2. Change The One and Done Rule
I don't want to completely bash the rule. Despite a high degree of criticism, the one-and-done rule has prevented players from going the way of Kwame Brown, Eddy Curry, or Sebastian Telfair--all once promising young studs whose careers probably would have turned out considerably better had they attended college.
The one-and-done rule is not necessarily bad for the NBA, as it does help cultivate a players talent prior to their entrance into the league.
It is however, absolutely terrible for the collegiate ranks. As proven by John "Bugsy Siegel" Calipari, the collegiate ranks have been infested by a number of players (and in some cases, entire teams), who are virtually using the NCAA as a launching pad to bigger and better things. Not only does this tremendously disrespect the concept of team/legacy building, it also relegates the concept of a student athlete into a running joke.
That's all well, but how does this rule hurt the NBA?
According to the NBA mindset, a year of experience prior to the pros is supposed to help in the maturity department. But once a player who would otherwise jump to the NBA steps on campus, he is immortalized, even as something holier than thou. Such respect and admiration is healthy to a point, but in excess it creates ego's the size of LeBron's new Miami mansion. Is that really the maturity an NBA GM is looking for.
It will be interesting to see how this years Kentucky class fairs in the pros, as they are the epitome of this kind of thinking. With John Wall and DeMarcus Cousins as the primary case studies, this season will allow us to observe how being a part of the NBDL Wildcats helps or hinder ones assimilation to a professional team atmosphere.
Secondly, this rule should be abolished just in case another LeBron James comes along. The very thought of an NCAA tethered LeBron is simply a joke.
1. Make The Season Shorter
We've all heard it; the NBA is a marathon, not a sprint.
Reality check: A marathon is 26.2 miles. In one season, NBA players travel...well, a lot more than that.
An 82 game season is bad not only because it is excruciatingly long, but is also detrimental to the overall quality of play. Most players, especially aging veterans, must pace themselves for the long haul rather than expending maximum effort game in and game out.
Longer seasons also increase player fatigue, making players more susceptible to injury.
Instead of 82 games, why not limit the season to 67? Fifteen games less would essentially take away an entire month of the season, so fans would still be treated to NBA action for a significant portion of the year.
Of all numbers, why 67?
Well, there are fifteen teams in each conference. Instead of playing each opposite conference foe, why not only square off once per season?

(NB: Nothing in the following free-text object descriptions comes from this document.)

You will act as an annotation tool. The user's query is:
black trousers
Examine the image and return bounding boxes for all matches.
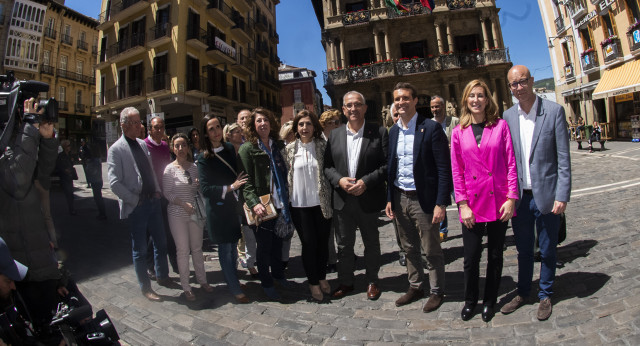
[252,217,284,288]
[60,179,75,214]
[291,206,331,285]
[90,182,106,217]
[146,198,178,273]
[462,220,508,306]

Such a setup would somewhat echo the MLB approach to interleague play. With limited games against opposing side, there would be an opportunity for distinct styles of basketball to develop within each conference. Additionally, having only one matchup per season against certain teams (i.e, Lakers Celtics) would create tremendous buzz for those particular nights.
Each game would by no means be must-win. But under this new system, the competitive bar would definitely be raised. And with the vertical leaps of some of these players, I have a feeling they'll have no problem matching this elevated degree of intensity.